Siguió con su tarea. Tomó muestras de los tejidos y fue colocándolos en pequeños recipientes que serían enviados a analítica para determinar grupo sanguíneo y ADN. El pene, manejado con pericia por sus manos expertas, parecía ahora un gran gusano sin vida. Montalbán lo examinó de cerca y levantó su base con unas pinzas.
—Se trata del miembro de un hombre joven, y resulta curioso que... —Quedó callado.

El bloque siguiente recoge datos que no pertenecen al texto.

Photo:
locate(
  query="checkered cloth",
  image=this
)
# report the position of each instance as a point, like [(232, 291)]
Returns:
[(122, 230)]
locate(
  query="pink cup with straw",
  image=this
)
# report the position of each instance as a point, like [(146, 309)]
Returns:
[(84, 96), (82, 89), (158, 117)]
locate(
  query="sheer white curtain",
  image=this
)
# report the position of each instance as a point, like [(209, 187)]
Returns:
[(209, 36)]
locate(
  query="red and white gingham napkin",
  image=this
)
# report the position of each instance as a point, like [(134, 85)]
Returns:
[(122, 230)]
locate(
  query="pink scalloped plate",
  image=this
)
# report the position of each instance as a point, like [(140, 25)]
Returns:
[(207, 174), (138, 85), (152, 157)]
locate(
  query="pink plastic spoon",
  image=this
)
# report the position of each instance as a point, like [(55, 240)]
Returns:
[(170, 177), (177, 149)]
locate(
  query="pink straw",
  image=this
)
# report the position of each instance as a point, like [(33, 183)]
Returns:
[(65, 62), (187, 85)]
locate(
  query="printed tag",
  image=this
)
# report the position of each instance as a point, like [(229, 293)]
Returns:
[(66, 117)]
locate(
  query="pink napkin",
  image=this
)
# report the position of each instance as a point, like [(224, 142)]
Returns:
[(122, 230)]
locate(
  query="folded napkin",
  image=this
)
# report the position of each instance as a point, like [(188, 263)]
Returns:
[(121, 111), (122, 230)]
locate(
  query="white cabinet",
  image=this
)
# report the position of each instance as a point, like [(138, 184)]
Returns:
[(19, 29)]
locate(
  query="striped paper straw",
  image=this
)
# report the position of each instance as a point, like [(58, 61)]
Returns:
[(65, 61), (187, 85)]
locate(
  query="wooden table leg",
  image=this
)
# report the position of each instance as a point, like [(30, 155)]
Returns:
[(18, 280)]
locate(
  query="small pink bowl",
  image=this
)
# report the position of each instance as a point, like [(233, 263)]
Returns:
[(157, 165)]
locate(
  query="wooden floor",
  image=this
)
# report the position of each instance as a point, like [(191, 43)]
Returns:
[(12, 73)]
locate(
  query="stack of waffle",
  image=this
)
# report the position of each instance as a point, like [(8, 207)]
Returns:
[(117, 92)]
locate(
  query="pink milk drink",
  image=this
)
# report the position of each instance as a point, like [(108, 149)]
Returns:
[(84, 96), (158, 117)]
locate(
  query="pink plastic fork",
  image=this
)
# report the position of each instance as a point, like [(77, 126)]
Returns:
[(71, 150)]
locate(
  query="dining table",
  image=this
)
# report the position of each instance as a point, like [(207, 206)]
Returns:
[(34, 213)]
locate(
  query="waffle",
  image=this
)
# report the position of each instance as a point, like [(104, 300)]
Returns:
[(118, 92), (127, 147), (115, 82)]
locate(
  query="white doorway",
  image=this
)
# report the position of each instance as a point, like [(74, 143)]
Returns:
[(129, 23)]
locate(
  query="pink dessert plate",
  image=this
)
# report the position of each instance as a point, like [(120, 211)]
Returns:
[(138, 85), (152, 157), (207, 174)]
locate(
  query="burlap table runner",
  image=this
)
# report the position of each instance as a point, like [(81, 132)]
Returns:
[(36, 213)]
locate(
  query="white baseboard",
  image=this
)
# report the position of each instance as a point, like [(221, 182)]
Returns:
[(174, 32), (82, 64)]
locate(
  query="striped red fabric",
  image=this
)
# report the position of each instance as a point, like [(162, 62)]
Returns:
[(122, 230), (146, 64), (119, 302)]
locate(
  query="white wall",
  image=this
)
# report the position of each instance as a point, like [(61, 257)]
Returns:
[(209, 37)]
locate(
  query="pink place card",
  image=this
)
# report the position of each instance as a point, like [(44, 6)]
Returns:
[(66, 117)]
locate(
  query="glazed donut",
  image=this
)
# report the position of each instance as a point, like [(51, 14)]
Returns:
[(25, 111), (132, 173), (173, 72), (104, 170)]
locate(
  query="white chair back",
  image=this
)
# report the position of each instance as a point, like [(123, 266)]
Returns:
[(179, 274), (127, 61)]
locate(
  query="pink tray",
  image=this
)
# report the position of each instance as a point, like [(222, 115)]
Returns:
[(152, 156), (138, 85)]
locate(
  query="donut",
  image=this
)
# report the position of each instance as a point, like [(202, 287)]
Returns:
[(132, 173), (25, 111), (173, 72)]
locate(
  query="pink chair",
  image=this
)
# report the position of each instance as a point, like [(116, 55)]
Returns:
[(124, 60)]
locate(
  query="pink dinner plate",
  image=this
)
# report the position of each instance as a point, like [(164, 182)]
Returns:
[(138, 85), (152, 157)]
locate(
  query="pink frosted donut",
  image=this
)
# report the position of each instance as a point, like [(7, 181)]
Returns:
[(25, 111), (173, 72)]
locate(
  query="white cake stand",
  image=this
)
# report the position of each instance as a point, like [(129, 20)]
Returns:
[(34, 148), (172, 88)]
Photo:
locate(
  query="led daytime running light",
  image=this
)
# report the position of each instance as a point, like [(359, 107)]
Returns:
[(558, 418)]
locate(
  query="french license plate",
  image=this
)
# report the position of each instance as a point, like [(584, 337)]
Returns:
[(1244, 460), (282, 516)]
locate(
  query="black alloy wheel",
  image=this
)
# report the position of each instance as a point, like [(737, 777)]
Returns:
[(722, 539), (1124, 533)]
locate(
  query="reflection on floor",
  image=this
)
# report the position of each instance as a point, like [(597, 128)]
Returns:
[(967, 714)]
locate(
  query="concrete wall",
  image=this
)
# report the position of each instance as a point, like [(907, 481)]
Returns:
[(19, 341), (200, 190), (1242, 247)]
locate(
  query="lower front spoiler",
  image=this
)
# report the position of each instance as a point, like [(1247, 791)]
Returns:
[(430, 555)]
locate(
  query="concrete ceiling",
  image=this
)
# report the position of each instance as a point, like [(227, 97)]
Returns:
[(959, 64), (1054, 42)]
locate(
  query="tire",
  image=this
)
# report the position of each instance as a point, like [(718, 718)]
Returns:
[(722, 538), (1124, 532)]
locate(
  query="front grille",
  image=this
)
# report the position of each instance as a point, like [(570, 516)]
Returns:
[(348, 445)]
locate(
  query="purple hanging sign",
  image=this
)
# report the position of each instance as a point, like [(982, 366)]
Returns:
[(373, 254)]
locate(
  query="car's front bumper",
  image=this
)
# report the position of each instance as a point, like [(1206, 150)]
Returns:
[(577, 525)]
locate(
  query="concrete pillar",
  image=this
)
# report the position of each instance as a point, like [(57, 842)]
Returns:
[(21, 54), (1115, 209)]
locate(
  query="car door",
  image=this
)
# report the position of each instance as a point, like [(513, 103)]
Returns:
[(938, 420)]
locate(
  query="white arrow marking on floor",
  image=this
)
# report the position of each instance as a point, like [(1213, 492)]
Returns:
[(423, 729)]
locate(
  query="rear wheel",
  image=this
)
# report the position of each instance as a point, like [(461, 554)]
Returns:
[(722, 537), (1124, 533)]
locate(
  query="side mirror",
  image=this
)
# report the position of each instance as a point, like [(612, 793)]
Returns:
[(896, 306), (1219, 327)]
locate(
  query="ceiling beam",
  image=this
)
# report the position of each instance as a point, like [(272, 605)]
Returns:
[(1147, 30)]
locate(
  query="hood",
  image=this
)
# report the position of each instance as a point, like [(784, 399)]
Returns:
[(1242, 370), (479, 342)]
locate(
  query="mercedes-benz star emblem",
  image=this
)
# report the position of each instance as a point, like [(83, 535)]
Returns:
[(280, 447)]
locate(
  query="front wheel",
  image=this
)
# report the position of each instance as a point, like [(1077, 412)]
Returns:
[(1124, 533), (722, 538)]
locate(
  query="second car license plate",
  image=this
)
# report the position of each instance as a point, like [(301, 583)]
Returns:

Los ojos emboscados de Garzón me miraron expectantes. La máscara hacía que no pudiera observar su expresión. Montalbán continuó ejecutando un montón de maniobras minuciosas. Por fin me atreví a preguntar:
—¿Qué es curioso, doctor Montalbán?
Pareció preparado para dar un dictamen.
—Es curioso, pero no tengo casi ninguna duda; yo diría que este pene ha sido separado por procedimientos quirúrgicos ortodoxos. Veo perfectamente la línea fina del bisturí, el comienzo de la incisión en punta, el final rematado. Luego toda la herida ha sido restañada.
—Nada accidental, entonces.
—En absoluto accidental. Sólo podría confundirme la posibilidad de que se tratara de un tajo radical con algo muy afilado, pero es imposible. Está cortado exactamente por la base; si se tratara de un ataque violento jamás hubiera sido así. La fuerza que exigiría un corte semejante viene impedida por la incidencia del miembro en la pelvis. ¿Me explico?